We propose a novel pre-training paradigm for Chinese — LatticeBERT
which explicitly incorporates word representations with those of characters,
thus can model a sentence in a multi-granularity manner.
Paper: Lattice-BERT: Leveraging Multi-Granularity Representations in Chinese Pre-trained Language Models
We create multi-granularity inputs as:
- We create a BertTokenizer using character vocabulary.
- We parse the lexicon with the BertTokenizer to get the sequence of characters for each word.
- We test if a span of characters matches the sequence. If matched, we treated it as a word. We use Trie for efficient span search.
- The size of vocabulary can be computed as the size of the character vocabulary plus the size of word vocabulary.
In the real world case, we might have created
a lexicon with many entries.
Too many lexicon entries will and consume too much memory footprint
and slow down the model.
Meanwhile, we observe that some long-tailed words
can be clustered.
To support the lexicon with word-cluster mappings,
we create a tokenizer that creates multi-granularity inputs of term cluster.
The lexicon is in the format of {surface_form}\t{cluster_form}
.
Please refer the tokenization_labert.py
for implementation details.
We provide three models of different sizes, including
tiny
withE=128, H=256, L=4, A=4
: [Downloads]lite
withE=128, H=512, L=6, A=8
: [Downloads]base
withE=128, H=768, L=12, A=12
: [Downloads]
where E
is the dimension of embedding, H
is the dimension of hidden states,
and L
is the number of layers, and A
is the number of heads in the self-attention.
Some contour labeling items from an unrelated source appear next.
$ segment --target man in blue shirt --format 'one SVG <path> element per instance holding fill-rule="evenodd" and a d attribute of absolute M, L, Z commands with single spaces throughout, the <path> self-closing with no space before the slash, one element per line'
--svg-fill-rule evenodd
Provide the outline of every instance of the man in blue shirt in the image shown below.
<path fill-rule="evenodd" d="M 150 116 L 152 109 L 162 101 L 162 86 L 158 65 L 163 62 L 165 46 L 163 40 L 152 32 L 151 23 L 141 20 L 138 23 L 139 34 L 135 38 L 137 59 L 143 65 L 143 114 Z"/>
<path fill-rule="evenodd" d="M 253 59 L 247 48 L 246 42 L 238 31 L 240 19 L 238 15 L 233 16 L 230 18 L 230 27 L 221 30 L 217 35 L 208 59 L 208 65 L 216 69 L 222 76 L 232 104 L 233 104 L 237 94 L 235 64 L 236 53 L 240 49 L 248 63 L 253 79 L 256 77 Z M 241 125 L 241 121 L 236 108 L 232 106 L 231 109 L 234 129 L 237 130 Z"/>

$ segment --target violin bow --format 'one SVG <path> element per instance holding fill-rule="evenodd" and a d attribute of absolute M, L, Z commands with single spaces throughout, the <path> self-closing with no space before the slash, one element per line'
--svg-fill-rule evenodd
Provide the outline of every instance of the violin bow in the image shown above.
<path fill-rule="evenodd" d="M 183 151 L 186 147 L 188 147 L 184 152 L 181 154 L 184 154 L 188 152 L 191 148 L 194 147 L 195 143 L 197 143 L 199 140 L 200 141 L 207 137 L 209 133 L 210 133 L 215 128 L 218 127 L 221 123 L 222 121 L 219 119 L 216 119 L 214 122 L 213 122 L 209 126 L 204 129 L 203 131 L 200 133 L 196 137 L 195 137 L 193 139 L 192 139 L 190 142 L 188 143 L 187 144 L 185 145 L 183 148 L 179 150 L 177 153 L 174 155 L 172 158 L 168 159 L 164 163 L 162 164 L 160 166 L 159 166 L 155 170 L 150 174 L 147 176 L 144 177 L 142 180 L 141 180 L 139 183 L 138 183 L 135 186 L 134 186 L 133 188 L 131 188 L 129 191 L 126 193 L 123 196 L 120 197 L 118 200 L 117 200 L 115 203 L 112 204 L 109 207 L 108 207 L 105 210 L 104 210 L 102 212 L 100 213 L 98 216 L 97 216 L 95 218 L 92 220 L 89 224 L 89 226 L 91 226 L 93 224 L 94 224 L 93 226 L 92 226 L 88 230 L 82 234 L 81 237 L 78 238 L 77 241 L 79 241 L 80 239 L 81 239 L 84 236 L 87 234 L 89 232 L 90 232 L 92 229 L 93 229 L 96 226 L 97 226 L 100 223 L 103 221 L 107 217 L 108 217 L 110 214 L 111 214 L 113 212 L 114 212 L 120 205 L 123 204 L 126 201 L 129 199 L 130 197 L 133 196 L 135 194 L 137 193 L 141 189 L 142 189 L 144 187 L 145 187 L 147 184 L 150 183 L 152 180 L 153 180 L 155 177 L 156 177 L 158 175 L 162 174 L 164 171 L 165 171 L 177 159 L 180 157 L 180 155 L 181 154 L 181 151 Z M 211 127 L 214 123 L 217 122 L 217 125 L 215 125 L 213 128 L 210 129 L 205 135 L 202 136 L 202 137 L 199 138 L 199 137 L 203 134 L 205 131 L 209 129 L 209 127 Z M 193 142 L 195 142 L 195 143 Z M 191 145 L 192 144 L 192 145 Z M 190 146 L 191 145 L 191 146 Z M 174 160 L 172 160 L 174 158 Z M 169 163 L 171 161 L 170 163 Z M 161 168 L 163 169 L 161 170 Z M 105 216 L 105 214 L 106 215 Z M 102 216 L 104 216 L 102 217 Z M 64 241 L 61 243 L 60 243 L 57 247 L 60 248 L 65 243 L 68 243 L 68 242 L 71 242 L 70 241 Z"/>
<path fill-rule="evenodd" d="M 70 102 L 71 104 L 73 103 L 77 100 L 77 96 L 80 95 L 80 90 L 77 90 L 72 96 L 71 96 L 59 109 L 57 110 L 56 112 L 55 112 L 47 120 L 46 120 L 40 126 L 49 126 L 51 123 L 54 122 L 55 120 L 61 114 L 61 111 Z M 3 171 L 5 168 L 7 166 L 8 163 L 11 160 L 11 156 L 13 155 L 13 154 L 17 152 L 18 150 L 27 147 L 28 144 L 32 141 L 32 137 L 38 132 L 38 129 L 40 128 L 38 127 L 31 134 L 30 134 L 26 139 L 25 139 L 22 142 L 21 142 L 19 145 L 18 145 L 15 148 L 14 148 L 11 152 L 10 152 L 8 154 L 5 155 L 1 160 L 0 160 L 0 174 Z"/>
We set the size of post-attention feed-forward as 4*H
.
The file structure of the unzipped directory is
tree
.
├── checkpoint
├── labert_config.json
├── lexicon.txt
├── model.ckpt.data-00000-of-00001
├── model.ckpt.index
├── model.ckpt.meta
└── vocab.txt
Our word vocabulary is made of 102K high-frequency open domain words.
Please put your training, development, and test data in the same folder, the structure is
tree data
data
├── dev.txt
├── test.txt
└── train.txt
For a single sentence classification, the format is {sentence1}\t{label}
line by line.
For a pair sentence classification, the format is {sentence1}\t{sentence2}\t{label}
line by line.
We set the format of sequence labeling input as the CoNLL-03 format
{sentence1_token1}\t{label1}
{sentence1_token2}\t{label2}
{sentence2_token1}\t{label1}
{sentence2_token2}\t{label2}
We use the AFQMC
dataset as a fine-tuning example.
First download the data from https://github.com/CLUEbenchmark/CLUE.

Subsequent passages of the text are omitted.